Pour être au diapason des normes voulues afin de jouer un rôle majeur dans la promotion des Enseignements du Chiisme au Sénégal que le principaux mouvements tels que: Le Conseil Supérieur des Chiites Ahloul Beyt (as) du Sénégal, fondé par des Sénégalais autochtones « Majlis Ouléma Ahl ul Bayt (as), créée par Cheikh Abdoul Monet ALZEIN, et l’Institut Mozdahir International, fondé par Mohamed Ali HAIDARA coordonnent leur action au moins d’œuvrer pour unifier leurs actions en vue d’une bonne représentation au sein de l’opinion Sénégalaise afin de mieux défendre les intérêts de la petite communauté chiite du Sénégal à cause de leurs divergences subjectives d’aucune importance face à l’urgence de se faire connaître et de jouer un rôle plein et entier dans la société sénégalaise.
 
Il est à noter que chacun de ces mouvements associatifs déroulent selon sa stratégie une série d’activités éducatives, culturelles et religieuses qu’il juge conforme et nécessaire pour la promotion des Enseignements de Ahloul Beyt (as).
 
Etes vous au courant de la situation des Chiites des autres pays africains?
 
Ah oui, nous sommes très au courant de la situation des frères et soeurs des autres pays d’Afrique et vivons au jour le jour leur bonheur comme aussi leur souffrance ou malheur.
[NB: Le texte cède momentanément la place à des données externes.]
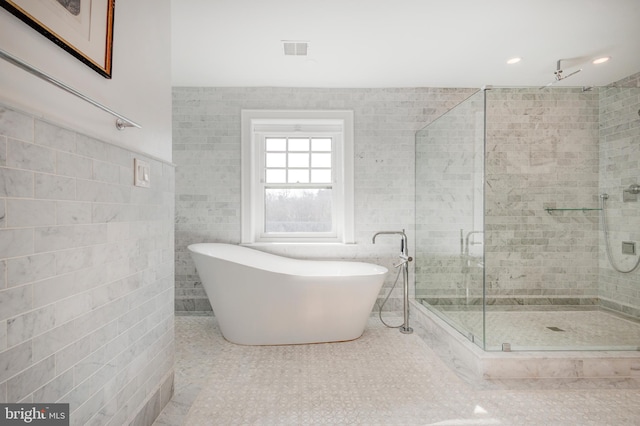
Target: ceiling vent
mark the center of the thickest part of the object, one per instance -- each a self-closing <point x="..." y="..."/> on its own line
<point x="295" y="48"/>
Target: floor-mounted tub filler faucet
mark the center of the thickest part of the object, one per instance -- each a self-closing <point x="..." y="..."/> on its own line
<point x="404" y="263"/>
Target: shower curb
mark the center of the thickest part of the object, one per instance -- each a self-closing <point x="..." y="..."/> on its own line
<point x="471" y="361"/>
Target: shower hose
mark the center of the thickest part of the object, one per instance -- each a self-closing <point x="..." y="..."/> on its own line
<point x="387" y="298"/>
<point x="604" y="197"/>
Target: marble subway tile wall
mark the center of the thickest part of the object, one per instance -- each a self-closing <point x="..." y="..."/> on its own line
<point x="619" y="168"/>
<point x="542" y="152"/>
<point x="206" y="150"/>
<point x="86" y="275"/>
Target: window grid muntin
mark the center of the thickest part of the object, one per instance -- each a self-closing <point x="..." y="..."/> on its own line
<point x="290" y="148"/>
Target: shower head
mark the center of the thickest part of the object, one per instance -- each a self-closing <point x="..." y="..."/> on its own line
<point x="559" y="74"/>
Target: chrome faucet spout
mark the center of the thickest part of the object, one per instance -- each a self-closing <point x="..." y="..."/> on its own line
<point x="404" y="263"/>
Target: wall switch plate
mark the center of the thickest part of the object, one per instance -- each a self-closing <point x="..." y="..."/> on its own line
<point x="141" y="173"/>
<point x="628" y="247"/>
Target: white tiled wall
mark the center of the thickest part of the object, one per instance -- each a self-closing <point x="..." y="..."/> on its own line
<point x="86" y="275"/>
<point x="542" y="152"/>
<point x="206" y="150"/>
<point x="619" y="168"/>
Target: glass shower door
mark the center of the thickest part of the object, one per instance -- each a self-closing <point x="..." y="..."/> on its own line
<point x="449" y="266"/>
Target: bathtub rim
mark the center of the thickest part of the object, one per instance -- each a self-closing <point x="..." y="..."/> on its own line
<point x="279" y="264"/>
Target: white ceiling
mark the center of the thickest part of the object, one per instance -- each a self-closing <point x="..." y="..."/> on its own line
<point x="403" y="43"/>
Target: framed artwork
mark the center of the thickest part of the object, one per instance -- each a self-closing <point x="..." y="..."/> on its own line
<point x="83" y="28"/>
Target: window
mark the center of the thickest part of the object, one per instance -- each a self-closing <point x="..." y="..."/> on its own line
<point x="297" y="176"/>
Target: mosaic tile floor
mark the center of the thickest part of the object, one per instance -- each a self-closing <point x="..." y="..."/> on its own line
<point x="383" y="378"/>
<point x="562" y="330"/>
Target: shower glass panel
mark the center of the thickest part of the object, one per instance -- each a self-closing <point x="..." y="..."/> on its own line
<point x="449" y="260"/>
<point x="510" y="248"/>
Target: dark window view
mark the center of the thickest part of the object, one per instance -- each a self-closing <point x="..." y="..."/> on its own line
<point x="298" y="210"/>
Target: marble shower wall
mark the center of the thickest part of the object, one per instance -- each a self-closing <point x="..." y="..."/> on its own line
<point x="206" y="150"/>
<point x="619" y="168"/>
<point x="542" y="152"/>
<point x="86" y="275"/>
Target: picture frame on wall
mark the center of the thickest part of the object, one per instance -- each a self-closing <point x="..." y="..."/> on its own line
<point x="84" y="28"/>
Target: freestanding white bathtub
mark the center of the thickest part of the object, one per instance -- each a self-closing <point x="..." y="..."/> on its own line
<point x="263" y="299"/>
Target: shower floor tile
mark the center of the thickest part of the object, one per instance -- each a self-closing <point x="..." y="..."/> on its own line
<point x="383" y="378"/>
<point x="551" y="330"/>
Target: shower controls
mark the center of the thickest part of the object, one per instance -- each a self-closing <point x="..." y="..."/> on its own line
<point x="141" y="173"/>
<point x="631" y="193"/>
<point x="628" y="247"/>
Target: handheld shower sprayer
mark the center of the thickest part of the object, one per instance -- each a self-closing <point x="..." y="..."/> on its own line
<point x="404" y="263"/>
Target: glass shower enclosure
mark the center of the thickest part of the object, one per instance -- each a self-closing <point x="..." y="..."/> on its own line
<point x="510" y="248"/>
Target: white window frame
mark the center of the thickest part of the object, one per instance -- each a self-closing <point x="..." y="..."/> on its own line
<point x="259" y="124"/>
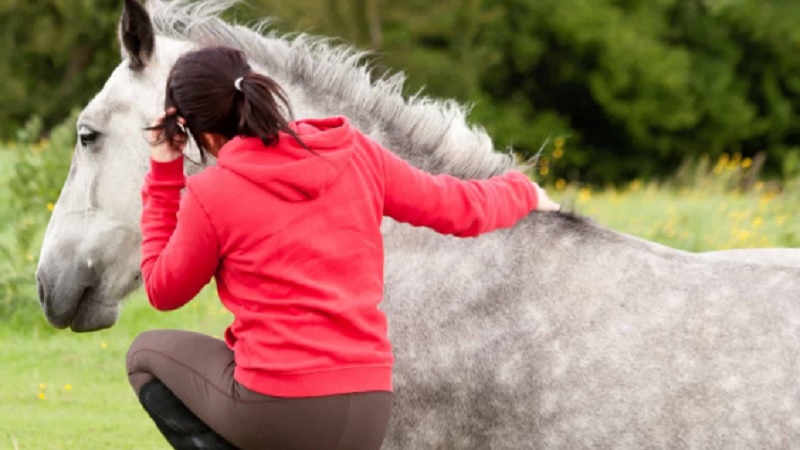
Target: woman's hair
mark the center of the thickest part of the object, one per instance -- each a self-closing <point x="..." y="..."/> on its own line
<point x="217" y="92"/>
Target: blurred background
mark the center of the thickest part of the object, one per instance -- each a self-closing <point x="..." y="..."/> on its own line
<point x="634" y="87"/>
<point x="673" y="120"/>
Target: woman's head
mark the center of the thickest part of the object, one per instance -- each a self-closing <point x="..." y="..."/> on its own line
<point x="220" y="97"/>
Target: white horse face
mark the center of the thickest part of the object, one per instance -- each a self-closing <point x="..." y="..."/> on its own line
<point x="90" y="255"/>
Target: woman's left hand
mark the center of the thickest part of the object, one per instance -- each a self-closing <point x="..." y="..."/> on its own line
<point x="162" y="150"/>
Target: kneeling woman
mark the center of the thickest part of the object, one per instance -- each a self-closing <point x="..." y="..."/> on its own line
<point x="288" y="223"/>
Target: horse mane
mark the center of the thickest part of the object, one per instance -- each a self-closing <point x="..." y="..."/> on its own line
<point x="431" y="134"/>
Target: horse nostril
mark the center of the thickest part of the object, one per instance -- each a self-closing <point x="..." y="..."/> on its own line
<point x="40" y="288"/>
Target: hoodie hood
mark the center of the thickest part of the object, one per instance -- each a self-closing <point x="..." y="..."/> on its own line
<point x="288" y="170"/>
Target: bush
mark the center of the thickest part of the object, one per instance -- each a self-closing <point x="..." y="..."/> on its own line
<point x="38" y="172"/>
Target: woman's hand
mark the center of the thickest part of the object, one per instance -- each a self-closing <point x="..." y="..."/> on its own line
<point x="160" y="149"/>
<point x="545" y="204"/>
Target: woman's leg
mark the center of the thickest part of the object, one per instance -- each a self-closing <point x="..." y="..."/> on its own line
<point x="198" y="369"/>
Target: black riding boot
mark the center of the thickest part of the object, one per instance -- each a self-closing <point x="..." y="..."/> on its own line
<point x="182" y="429"/>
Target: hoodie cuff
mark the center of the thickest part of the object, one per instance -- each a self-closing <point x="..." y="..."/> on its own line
<point x="167" y="171"/>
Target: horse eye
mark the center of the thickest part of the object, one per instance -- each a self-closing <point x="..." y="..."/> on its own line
<point x="87" y="136"/>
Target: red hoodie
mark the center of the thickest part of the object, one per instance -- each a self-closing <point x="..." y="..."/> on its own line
<point x="293" y="239"/>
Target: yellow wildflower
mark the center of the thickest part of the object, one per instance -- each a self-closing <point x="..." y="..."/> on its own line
<point x="585" y="194"/>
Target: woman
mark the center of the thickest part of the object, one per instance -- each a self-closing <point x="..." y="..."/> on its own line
<point x="288" y="223"/>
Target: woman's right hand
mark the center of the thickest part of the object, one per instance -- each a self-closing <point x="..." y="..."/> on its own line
<point x="545" y="204"/>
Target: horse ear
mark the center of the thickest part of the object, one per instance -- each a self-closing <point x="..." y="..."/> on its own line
<point x="136" y="34"/>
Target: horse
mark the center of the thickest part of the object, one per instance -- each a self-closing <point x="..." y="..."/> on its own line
<point x="557" y="333"/>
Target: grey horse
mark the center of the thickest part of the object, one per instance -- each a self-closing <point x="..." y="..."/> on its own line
<point x="555" y="334"/>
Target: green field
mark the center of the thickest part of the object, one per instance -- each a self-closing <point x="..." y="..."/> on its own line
<point x="66" y="391"/>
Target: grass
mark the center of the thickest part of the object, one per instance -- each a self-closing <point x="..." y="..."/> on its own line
<point x="65" y="391"/>
<point x="62" y="390"/>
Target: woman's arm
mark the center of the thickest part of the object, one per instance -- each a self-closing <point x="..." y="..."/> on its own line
<point x="180" y="248"/>
<point x="449" y="205"/>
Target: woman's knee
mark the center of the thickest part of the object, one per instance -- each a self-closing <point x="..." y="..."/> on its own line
<point x="137" y="361"/>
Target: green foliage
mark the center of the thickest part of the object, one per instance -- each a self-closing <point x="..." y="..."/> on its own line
<point x="38" y="172"/>
<point x="633" y="87"/>
<point x="56" y="56"/>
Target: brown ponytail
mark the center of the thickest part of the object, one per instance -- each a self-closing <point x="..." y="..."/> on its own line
<point x="217" y="92"/>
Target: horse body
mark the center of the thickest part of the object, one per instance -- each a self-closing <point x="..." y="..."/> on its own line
<point x="555" y="334"/>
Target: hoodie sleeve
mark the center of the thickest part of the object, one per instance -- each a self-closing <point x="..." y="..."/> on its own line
<point x="180" y="248"/>
<point x="449" y="205"/>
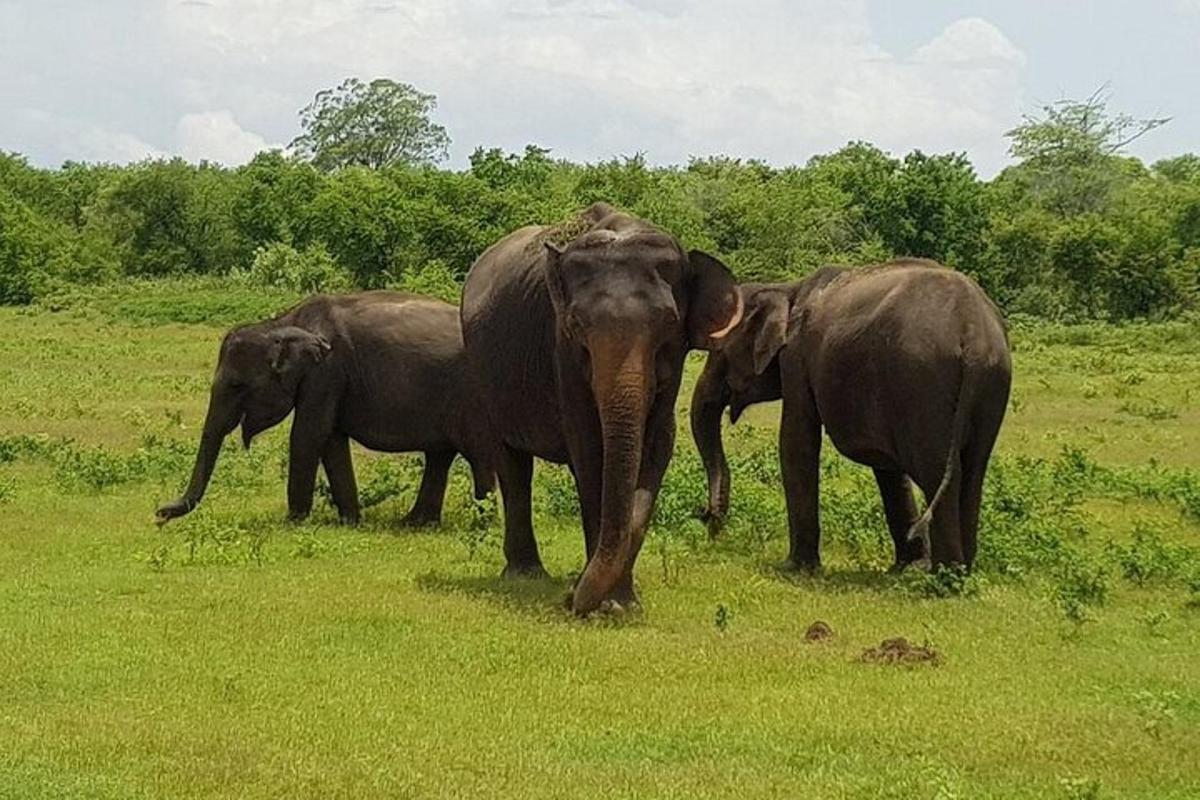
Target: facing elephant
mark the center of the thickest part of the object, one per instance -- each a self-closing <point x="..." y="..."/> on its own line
<point x="904" y="365"/>
<point x="383" y="368"/>
<point x="580" y="347"/>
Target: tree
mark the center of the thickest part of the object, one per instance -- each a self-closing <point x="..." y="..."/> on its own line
<point x="371" y="125"/>
<point x="1072" y="155"/>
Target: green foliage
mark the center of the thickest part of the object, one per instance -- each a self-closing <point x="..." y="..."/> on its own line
<point x="372" y="125"/>
<point x="1150" y="555"/>
<point x="1075" y="230"/>
<point x="307" y="271"/>
<point x="1081" y="584"/>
Je vous rappelle que le Sénégal, mon pays dont Dakar est sa Capitale, a été depuis très longtemps au temps du Colon français, la Capitale des pays d’expression française en Afrique de l’Ouest. Ces pays étaient: le Sénégal, le Mali, le Bénin le Burkina Faso, le Niger le Togo, et la Guinée-Conakry.
 
Toute les communautés chiites d’Afrique sans exception vivent dans la pauvreté, dans la misère, et le sous développement à l’image du monde musulman malheureusement. Ce monde musulman qui regorge la quasi-totalité des ressources humaines et naturelles du monde ( pétrole, gaz, uranium, fer, or, diamant,zircon …)
 
A votre avis comment évaluez vous les politiques en Afrique et surtout l’influence du Wahhabisme et du Sionisme à travers différents pays du Continent et quel est l’avenir de la zone que vous prévoyez ?
 
Le processus de démocratisation en Afrique a permis dans tous les pays l’instauration du multipartisme, du pluralisme politique, économique et syndical, l’organisation d’élections disputées, la rédaction de nouvelles constitutions et leur adoption par référendum; bref, l’organisation de la vie démocratique.
 
L’effervescence qui a accompagné ce processus était telle que certains observateurs n’ont pas hésité à annoncer le caractère irréversible de la démocratie pluraliste au plan universel, et en particulier en Afrique.
 
Les conférences nationales initiées en Afrique au début des années 1990, à la suite de la chute du mur de Berlin et de l’effondrement des pays communistes de l’ancien bloc de l’Est, ont inauguré la vague de démocratisation .
 
A signaler que le processus de démocratisation avait déjà été enclenché plus tôt dans un certain nombre de pays africains (Sénégal, Gambie, Cap-Vert, île Maurice, Lesotho, par exemple). Mais la plupart des pays africains l’ont lancé au début des années 1990 selon deux modalités différentes.
 
D’une part, Les conférences nationales, faut-il le rappeler, sont une invention, une contribution africaine à la théorie de la démocratisation. Ces assises politiques imposées par les mouvements d’opposition aux pouvoirs établis, composés essentiellement d’organisations de la société civile, se sont soldées par des résultats variables.
 
Je prends le cas du Sénégal, qui est un pays d’une continuité politique remarquable, n’ayant jamais connu de rupture inconstitutionnelle ou brusque dans sa vie politique. La principale particularité du Sénégal est certainement d’avoir expérimenté presque sans discontinuité le multipartisme qui fut la règle dans l’évolution politique du Sénégal contemporain. Du parti unique de fait et non de droit puisque le pluralisme a toujours été inscrit dans la constitution, le système politique a évolué vers le multipartisme limité d’abord à trois, ensuite à quatre partis politiques, et enfin, vers le multipartisme intégral depuis 1981. Le respect des libertés publiques et individuelles et notamment celle de la presse y est garanti. Les Sénégalais ont commencé bien avant leurs voisins l’apprentissage du jeu démocratique pluraliste. Aussi, à bien des égards, le Sénégal est un pays dont le parcours paraît assez singulier comparé à beaucoup d’autres pays africains. Ce qui lui a valu le label « d’exception », de « vitrine démocratique », d’ « oasis démocratique » dans un désert d’autoritarisme. Ce statut démocratique particulier qui lui est décerné par la doctrine africaniste et les observateurs des processus politiques africains demeure une réalité.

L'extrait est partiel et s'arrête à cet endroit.